What kind of economic system uses this measurement (as opposed to growth capitalism)? How do we change our system and to what? Well, I don't want to leave it completely up to wiser minds to decide but, for the most part, I must. I'm still thinking about it but I certainly need help. I will say that I do believe in competition in many aspects of life. I believe in egalitarianism and equal opportunity but I do not believe in complete economic equality. I believe that nobody should have 1,000 times more goods and services than someone else in the same society (or 100 times as much or, perhaps, even 10 times as much). But I do believe that some must have more than others. If I was the best hunter in my hunting and gathering society, I would have more prestige and respect and may get a small amount of more or better material things. You see, competing for leadership, love, respect, prestige, etc. will produce a better society with a higher GEH. Indeed, the reason people compete so hard for money is because our society tells us that the amount of money we make determines our value as a person. If money was only a means of buying material things (and not a means to prestige) and if material things were not seen as being all that great, then we could have some monetary system and still have a society striving for a high GEH.
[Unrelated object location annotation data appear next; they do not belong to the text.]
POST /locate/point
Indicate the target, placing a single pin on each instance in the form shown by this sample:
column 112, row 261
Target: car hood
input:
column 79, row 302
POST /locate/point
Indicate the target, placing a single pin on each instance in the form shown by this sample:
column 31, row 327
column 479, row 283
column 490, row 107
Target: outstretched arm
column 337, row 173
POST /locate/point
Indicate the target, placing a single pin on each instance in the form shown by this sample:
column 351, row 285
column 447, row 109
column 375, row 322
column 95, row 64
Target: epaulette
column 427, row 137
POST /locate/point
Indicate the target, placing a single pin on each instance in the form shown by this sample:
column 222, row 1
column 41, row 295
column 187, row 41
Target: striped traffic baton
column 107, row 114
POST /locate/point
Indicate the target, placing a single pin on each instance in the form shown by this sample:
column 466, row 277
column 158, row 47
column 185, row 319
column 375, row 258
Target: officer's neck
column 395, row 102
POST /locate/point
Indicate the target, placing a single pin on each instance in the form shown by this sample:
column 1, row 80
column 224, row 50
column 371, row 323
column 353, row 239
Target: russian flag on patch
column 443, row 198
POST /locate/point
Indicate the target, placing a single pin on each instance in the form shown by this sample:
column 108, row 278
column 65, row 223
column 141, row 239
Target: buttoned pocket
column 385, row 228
Growth capitalist societies are the first societies in human history in which greed is a virtue. Indeed, in all other societies, greed is a sin. When ever people say, capitalism is the only system that works, I say, "How the hell does capitalism work?" It really, really doesn't. It works to make us slaves. It works to make us shop rather than socialize. It works to make us wasteful. But it doesn't really work for anything positive. And now, more than ever, we need to change it. Why? Because global warming will destroy us in a matter of decades. Growth capitalism is like cancer: it grows until it destroys its host, which is the earth. A society aimed at achieving the highest GEH would be like an organism in a natural ecosystem or like hunters and gathers in harmony with their environment, sustainable, happy, healthy, etc. The urgency is real. I need your help.